Anche in Sardegna, tutte le forze politiche che hanno portato avanti le politiche di austerità (di centrodestra e centrosinistra) sono in grande crisi, gli unici che non sembrano capirlo sono i dirigenti di Rifondazione comunista che sarà alleata nelle imminenti elezioni regionali al centrosinistra guidato dal Pd e dal suo candidato, l’economista Francesco Pigliaru, prorettore dell’Università di Cagliari.
Solo chi ha potenti allucinazioni può vedere in lui un “candidato progressista”, come afferma il coordinatore regionale del Prc Deriu: Pigliaru è infatti un fervente sostenitore dei memorandum proposti dalla Troika. Questo “sincero democratico” annovera fra le sue proposte politiche principali degli innovativi tagli alla spesa pubblica, dei rivoluzionari abbassamenti del costo del lavoro e delle roboanti semplificazioni amministrative. Giammai si faccia accenno a tagli alle imposte sui consumi o all’aumento e al miglioramento dei servizi pubblici, peste colga tutti coloro che propongano la creazione di posti di lavoro da parte dello Stato. Una prospettiva politico-economica che è più moderata persino della vecchia sinistra Dc, ma evidentemente ai “realisti” dirigenti di Rifondazione questo sembra politica progressista, non gestione liberale del processo di accumulazione del capitale. Tale posizione opportunista porterà all’ennesimo tentato suicidio di Rifondazione. L’unica discriminante posta era l’assenza del Partito sardo d’azione, che dopo essere stato sul punto di entrare nel centrosinistra è tornato nel centrodestra. La motivazione per una simile scelta è la solita: si deve avere almeno un consigliere regionale per incidere, per spostare a sinistra la coalizione, per non scomparire dalla vita politica, insomma le stesse argomentazioni che hanno portato nel ultimi anni alla quasi scomparsa del partito. Sel ugualmente ha mostrato, come sua abitudine, una resa su tutta la linea al Pd. Sul carro dei democratici è salito anche Irs, gli indipendentisti solitamente più votati, sostenendo che la sinistra è tale solo se si apre agli ideali indipendentisti e sovranisti. Insomma non basta un decennio di proclami “rivoluzionari” per essere effettivamente tali.

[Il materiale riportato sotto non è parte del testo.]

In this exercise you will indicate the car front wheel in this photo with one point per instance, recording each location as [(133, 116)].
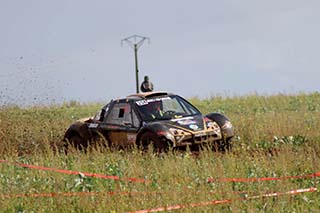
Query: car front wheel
[(150, 140)]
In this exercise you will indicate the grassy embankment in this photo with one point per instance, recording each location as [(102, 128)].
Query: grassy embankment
[(276, 136)]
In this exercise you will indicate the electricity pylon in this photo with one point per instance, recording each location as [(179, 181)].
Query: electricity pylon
[(135, 42)]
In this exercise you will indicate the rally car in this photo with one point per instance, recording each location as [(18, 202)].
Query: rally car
[(154, 119)]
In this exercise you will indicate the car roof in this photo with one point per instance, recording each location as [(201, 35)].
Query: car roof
[(139, 96)]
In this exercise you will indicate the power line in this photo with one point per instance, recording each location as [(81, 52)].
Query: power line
[(136, 41)]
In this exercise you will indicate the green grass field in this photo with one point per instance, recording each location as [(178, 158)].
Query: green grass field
[(276, 136)]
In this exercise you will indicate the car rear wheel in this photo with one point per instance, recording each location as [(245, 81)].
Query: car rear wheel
[(150, 140), (78, 142)]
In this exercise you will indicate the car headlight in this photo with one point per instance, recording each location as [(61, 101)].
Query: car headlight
[(176, 131), (227, 125)]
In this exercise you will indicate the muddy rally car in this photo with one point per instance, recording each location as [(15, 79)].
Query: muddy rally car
[(157, 120)]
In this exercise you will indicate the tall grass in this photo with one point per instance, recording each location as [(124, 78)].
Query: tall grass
[(275, 136)]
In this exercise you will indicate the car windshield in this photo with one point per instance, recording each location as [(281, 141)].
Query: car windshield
[(165, 108)]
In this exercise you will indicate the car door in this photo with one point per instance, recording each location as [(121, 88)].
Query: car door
[(122, 124)]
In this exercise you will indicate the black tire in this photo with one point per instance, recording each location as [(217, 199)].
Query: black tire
[(150, 140), (223, 145)]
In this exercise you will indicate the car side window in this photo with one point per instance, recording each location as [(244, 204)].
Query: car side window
[(135, 119), (120, 114)]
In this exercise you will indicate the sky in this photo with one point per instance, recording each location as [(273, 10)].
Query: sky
[(57, 51)]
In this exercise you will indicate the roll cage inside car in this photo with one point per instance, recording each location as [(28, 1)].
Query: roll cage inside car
[(148, 109)]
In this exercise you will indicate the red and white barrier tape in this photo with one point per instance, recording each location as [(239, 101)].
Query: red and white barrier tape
[(74, 194), (215, 202), (262, 178), (76, 173)]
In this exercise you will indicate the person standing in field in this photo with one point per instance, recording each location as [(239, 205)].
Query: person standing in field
[(146, 85)]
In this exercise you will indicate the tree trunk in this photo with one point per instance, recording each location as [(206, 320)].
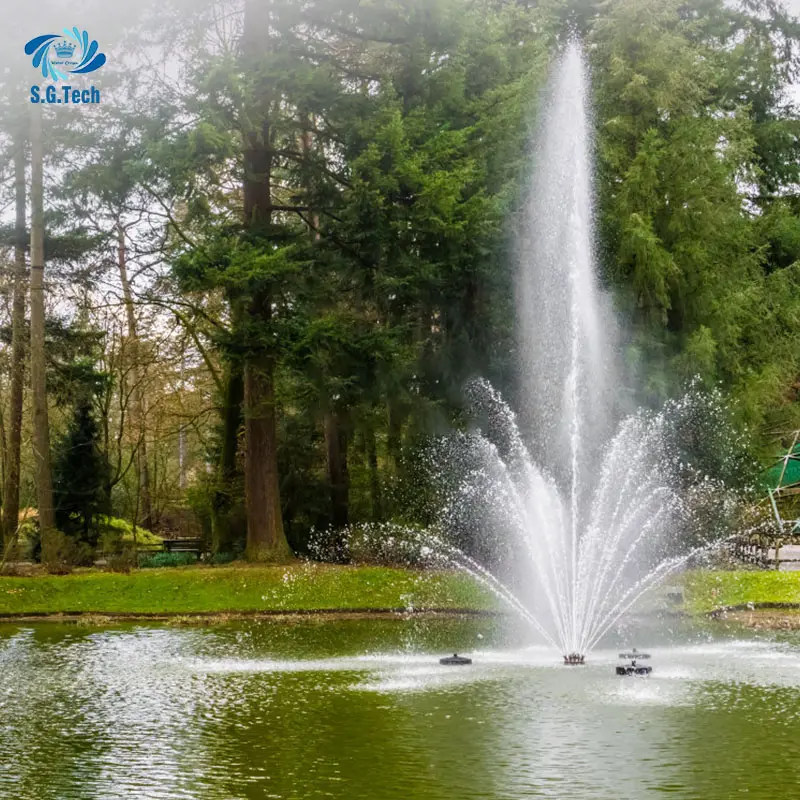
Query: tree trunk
[(338, 476), (224, 533), (11, 491), (266, 539), (139, 410), (374, 475), (41, 423)]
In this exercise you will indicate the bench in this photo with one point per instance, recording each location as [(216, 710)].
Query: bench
[(183, 546)]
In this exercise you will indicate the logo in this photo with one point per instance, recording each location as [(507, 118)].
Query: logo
[(58, 57)]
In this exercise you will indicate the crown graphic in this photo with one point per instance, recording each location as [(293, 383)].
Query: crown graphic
[(64, 49)]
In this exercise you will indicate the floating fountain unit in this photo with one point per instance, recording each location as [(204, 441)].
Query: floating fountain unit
[(633, 668), (455, 661)]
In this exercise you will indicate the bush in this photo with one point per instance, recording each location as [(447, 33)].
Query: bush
[(157, 560), (123, 562), (116, 535), (218, 559), (66, 553)]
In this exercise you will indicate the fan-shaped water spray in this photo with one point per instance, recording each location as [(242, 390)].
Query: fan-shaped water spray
[(570, 511), (588, 511)]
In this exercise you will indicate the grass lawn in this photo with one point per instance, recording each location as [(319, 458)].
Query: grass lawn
[(240, 588), (705, 590)]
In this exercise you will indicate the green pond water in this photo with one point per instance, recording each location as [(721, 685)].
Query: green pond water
[(362, 709)]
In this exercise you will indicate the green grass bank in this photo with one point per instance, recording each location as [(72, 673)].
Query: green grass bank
[(240, 589), (706, 591)]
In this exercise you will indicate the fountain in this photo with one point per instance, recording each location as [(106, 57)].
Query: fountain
[(569, 511), (583, 494)]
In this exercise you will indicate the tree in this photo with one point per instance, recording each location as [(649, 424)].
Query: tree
[(12, 484), (41, 424), (81, 471)]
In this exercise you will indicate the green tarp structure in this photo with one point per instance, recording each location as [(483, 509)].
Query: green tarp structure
[(776, 477)]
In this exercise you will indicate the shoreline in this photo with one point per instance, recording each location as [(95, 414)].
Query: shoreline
[(201, 617)]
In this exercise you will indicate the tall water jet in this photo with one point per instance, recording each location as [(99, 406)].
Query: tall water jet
[(582, 498), (565, 323), (570, 511)]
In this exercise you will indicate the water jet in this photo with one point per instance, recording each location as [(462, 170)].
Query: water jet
[(455, 661)]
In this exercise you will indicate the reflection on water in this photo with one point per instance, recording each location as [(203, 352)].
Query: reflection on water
[(362, 709)]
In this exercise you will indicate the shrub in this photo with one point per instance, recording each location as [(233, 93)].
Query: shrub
[(66, 553), (218, 559), (155, 560), (116, 535), (123, 562)]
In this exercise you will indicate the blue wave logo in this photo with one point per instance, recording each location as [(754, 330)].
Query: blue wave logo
[(72, 54)]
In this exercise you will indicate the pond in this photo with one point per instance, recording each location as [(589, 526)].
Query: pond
[(360, 708)]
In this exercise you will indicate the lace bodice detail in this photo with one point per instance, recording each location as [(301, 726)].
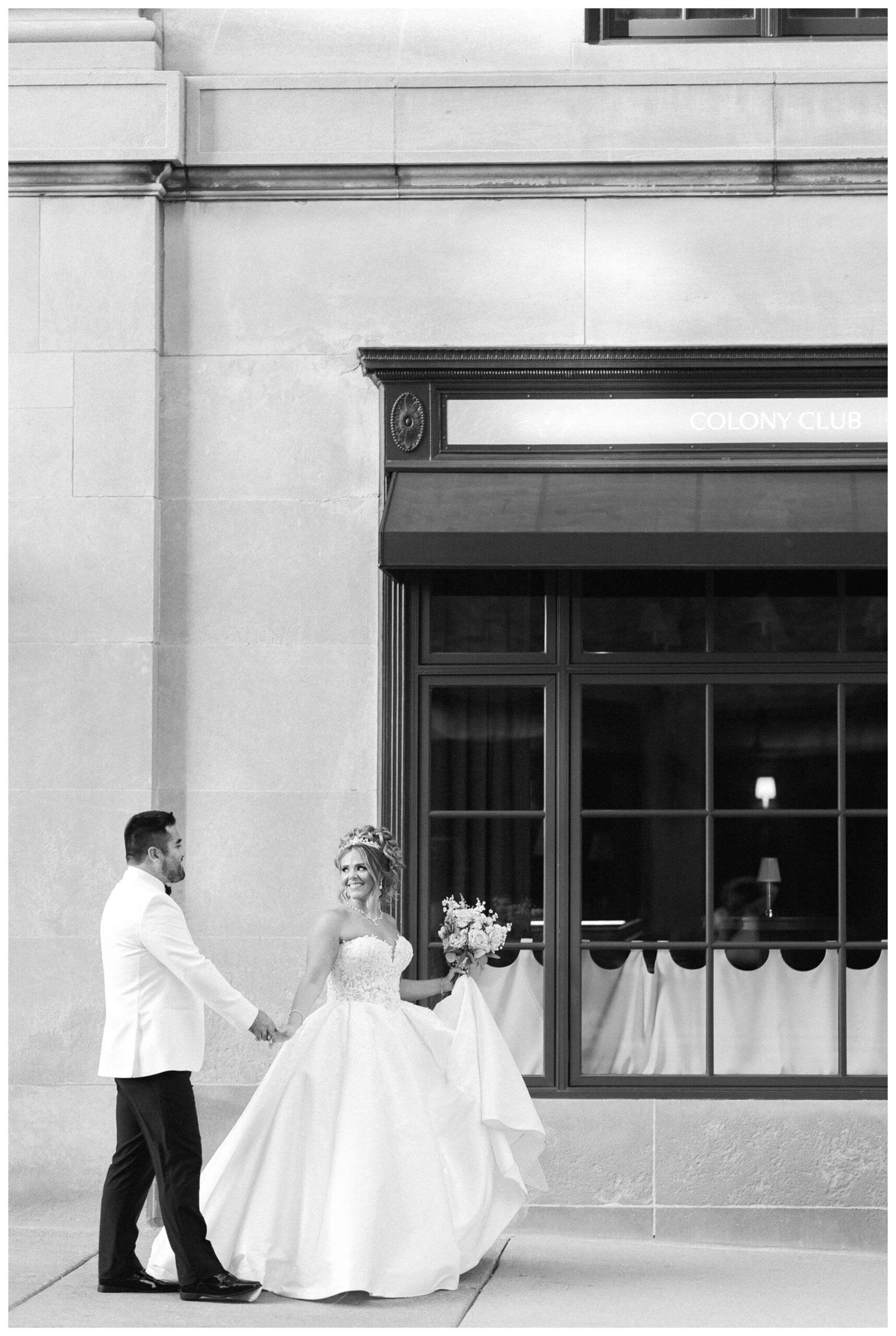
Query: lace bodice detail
[(367, 970)]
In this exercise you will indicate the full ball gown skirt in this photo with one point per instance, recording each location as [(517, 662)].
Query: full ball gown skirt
[(385, 1151)]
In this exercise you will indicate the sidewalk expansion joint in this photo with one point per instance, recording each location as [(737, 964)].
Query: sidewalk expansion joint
[(53, 1282)]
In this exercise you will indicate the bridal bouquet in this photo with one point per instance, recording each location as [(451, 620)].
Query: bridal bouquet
[(471, 933)]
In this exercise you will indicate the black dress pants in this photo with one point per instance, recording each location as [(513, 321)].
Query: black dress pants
[(158, 1136)]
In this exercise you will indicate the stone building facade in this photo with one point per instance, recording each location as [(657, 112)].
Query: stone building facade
[(211, 213)]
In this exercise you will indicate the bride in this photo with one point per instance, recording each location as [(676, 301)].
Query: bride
[(388, 1146)]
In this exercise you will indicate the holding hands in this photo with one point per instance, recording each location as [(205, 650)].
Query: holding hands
[(265, 1029)]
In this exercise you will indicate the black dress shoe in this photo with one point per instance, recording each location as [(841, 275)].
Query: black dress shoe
[(140, 1283), (222, 1289)]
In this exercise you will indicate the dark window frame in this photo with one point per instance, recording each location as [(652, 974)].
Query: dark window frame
[(434, 375), (563, 946), (607, 26)]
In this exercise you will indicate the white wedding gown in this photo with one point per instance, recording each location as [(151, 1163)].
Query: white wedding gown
[(385, 1149)]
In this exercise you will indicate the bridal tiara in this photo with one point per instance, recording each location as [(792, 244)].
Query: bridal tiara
[(355, 843), (376, 838)]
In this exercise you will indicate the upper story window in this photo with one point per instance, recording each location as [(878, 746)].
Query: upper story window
[(605, 25)]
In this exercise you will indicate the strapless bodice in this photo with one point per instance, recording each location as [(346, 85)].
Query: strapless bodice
[(366, 969)]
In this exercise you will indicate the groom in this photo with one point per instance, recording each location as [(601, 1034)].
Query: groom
[(157, 982)]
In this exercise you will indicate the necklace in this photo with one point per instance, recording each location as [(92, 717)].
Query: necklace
[(365, 914)]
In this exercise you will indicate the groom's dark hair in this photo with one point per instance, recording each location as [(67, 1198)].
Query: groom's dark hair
[(146, 830)]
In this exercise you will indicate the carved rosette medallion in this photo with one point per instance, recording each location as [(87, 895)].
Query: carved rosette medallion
[(408, 423)]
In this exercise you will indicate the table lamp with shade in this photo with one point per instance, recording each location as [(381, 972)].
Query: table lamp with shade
[(770, 876)]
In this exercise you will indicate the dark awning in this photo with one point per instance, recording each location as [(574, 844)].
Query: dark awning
[(603, 519)]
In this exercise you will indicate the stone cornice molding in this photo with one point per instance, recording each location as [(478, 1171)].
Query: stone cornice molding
[(452, 181), (90, 180), (83, 30)]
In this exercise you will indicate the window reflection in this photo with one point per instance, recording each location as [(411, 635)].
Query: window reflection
[(644, 877), (486, 612), (866, 717), (803, 902), (787, 734), (775, 611), (866, 878), (866, 610), (500, 861), (488, 748), (644, 612), (643, 747)]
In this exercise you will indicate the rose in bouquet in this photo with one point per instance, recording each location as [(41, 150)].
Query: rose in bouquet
[(471, 933)]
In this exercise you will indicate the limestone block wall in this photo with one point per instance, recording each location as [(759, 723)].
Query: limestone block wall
[(85, 564)]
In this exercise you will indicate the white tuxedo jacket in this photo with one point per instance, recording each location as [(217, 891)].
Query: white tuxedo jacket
[(157, 982)]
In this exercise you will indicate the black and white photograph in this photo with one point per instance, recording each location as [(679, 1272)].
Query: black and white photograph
[(448, 667)]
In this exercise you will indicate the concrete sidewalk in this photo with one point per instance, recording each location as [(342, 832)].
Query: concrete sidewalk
[(525, 1280)]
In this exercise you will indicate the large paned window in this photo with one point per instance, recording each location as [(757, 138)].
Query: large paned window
[(672, 785)]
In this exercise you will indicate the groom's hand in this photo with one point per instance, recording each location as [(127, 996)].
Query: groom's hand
[(262, 1027)]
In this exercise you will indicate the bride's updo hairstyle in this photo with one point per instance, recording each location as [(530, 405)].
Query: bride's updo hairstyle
[(384, 855)]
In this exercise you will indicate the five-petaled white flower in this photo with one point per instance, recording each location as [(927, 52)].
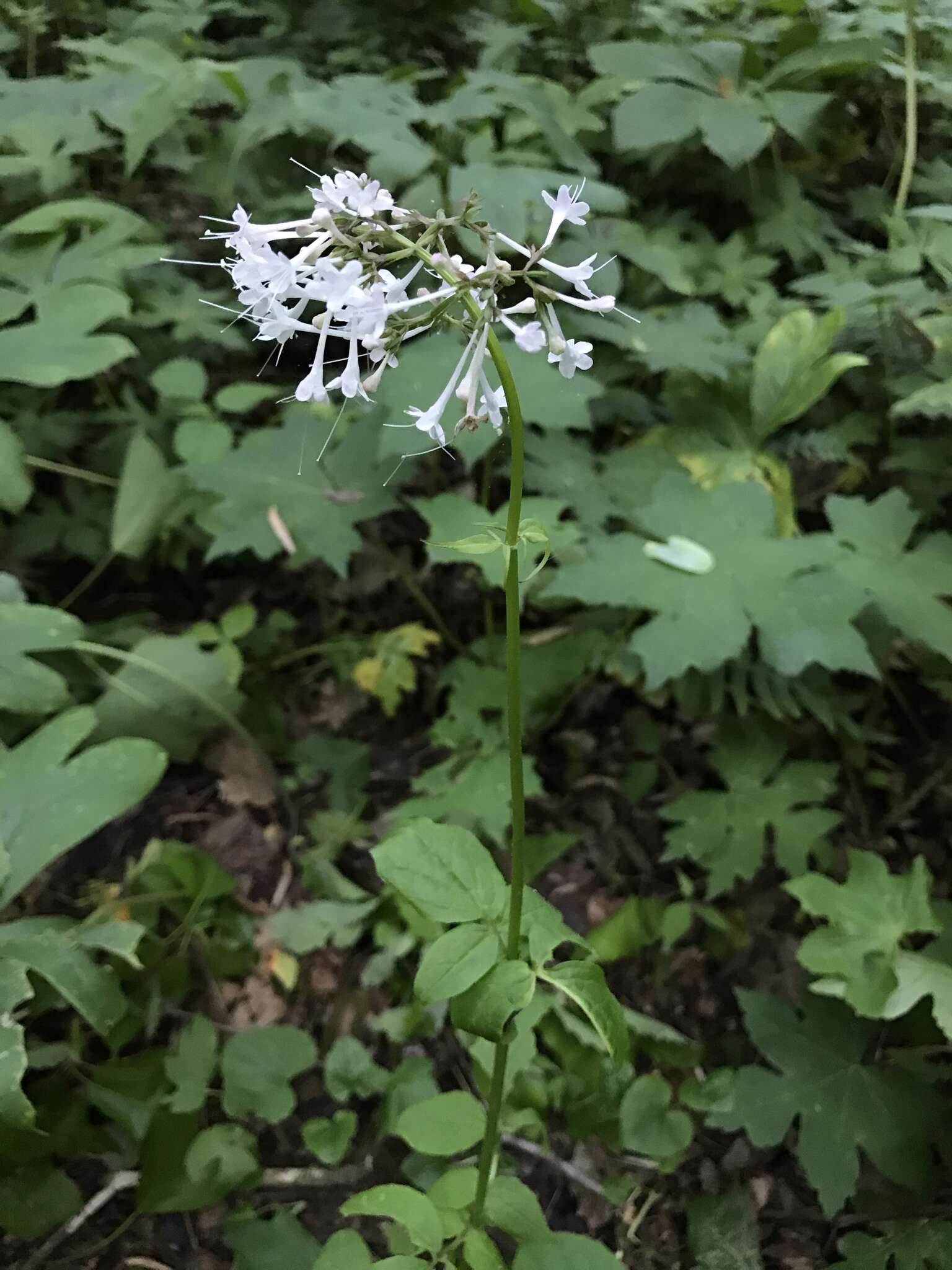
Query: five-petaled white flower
[(574, 357)]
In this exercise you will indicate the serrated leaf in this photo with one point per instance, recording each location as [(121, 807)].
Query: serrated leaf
[(842, 1104), (258, 1066), (725, 832), (48, 804), (25, 685), (443, 870), (584, 984)]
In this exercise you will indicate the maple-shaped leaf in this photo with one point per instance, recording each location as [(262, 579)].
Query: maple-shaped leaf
[(725, 831), (876, 568), (920, 1245), (842, 1104), (319, 508), (867, 916), (757, 582)]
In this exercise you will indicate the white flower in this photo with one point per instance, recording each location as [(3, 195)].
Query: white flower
[(575, 273), (574, 357), (566, 206), (430, 420), (530, 338), (491, 402)]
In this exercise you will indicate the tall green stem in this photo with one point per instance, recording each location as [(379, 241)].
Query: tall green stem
[(912, 127), (513, 694)]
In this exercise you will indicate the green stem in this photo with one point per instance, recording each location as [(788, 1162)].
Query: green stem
[(513, 694), (906, 178)]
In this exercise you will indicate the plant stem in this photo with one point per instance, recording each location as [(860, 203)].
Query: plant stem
[(513, 693), (906, 178)]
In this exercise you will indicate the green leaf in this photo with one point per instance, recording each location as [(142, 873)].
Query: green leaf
[(792, 368), (564, 1251), (456, 961), (512, 1207), (25, 685), (649, 1126), (734, 128), (223, 1156), (346, 1250), (277, 1242), (146, 491), (868, 916), (443, 870), (172, 699), (258, 1067), (319, 512), (842, 1103), (15, 486), (584, 984), (15, 1108), (192, 1066), (329, 1139), (37, 1199), (487, 1008), (725, 832), (403, 1204), (48, 804), (351, 1072), (723, 1231), (443, 1126), (803, 613)]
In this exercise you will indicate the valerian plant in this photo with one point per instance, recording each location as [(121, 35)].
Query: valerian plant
[(372, 276)]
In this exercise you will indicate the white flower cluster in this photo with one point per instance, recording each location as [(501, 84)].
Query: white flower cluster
[(328, 276)]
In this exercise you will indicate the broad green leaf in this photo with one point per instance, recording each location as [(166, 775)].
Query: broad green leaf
[(15, 486), (734, 128), (15, 1108), (146, 491), (842, 1103), (725, 832), (456, 961), (564, 1251), (224, 1156), (792, 368), (25, 685), (868, 916), (175, 693), (723, 1231), (803, 614), (329, 1139), (191, 1066), (345, 1250), (875, 568), (48, 802), (487, 1008), (443, 870), (258, 1066), (648, 1123), (514, 1208), (403, 1204), (443, 1126), (351, 1072), (584, 984)]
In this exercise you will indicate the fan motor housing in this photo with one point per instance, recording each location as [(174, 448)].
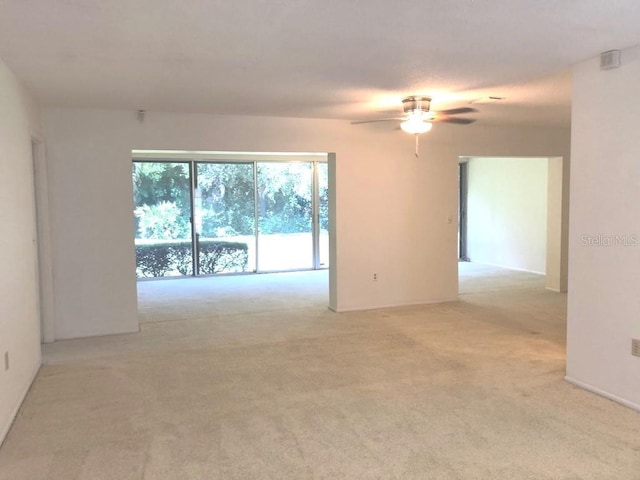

Il candidato dei democratici, è stato nominato dopo una guerra interna che ha ancora una volta lacerato il partito in pubblica piazza, volta a cacciare la vincitrice delle primarie di settembre Francesca Barracciu, indagata per il poco accorto uso dei fondi regionali da mesi ma divenuta incompatibile solo dopo la vittoria di Renzi alle primarie.
Pigliaru dovrà sfidare oltre al governatore Cappellacci, sotto processo per un paio di bancarotte e per abuso d’ufficio nel quadro dell’inchiesta sulla cosiddetta P3, Michela Murgia, la scrittrice che guiderà una coalizione indipendentista (Sardegna possibile), che punta tutto sulla fascinazione rispetto alle possibilità di sviluppo della Sardegna e sulle capacità dei sardi, ma che non sembra andare oltre un nazionalismo piccolo borghese. Tra i candidati in pectore agli assessorati spicca l’ex segretario dei chimici Cgil Corveddu, che 4 anni fa firmò l’accordo che permise la chiusura della Vynils scavalcando la volontà dei lavoratori.
Gli altri candidati sono l’ex presidente della regione Mauro Pili, staccatosi da Berlusconi per fare un movimento “sovranista” che “cacci i poteri forti” (!) e forse una lista indipendentista (Fronte indipendentista Unidu) che al suo interno ha i comunisti indipendentisti che hanno tuttavia abdicato a un contenuto di classe per puntare su un programma di nazionalismo piccolo borghese, che tuteli i piccoli produttori e commercianti visti come principale base sociale.
Clamorosamente il Movimento 5 stelle, primo partito in Sardegna alle scorse politiche, ha rinunciato a presentarsi alle elezioni regionali a causa dei dissidi interni.
Queste elezioni regionali segnalano un ulteriore passo nel disfacimento dei partiti tradizionali e della credibilità delle istituzioni regionali, nella mancanza di una risposta univoca da dare alla crisi da parte della classe dominante e i suoi partiti, nella crisi del loro consenso ma soprattutto nell’assenza di una forza politica autonoma delle classi lavoratrici che abbia un programma rivoluzionario. Siamo fiduciosi che questa sinistra di classe nascerà solo dal risveglio impetuoso della lotta di classe, non dalla deprimente e sfiduciata elemosina di posti istituzionali.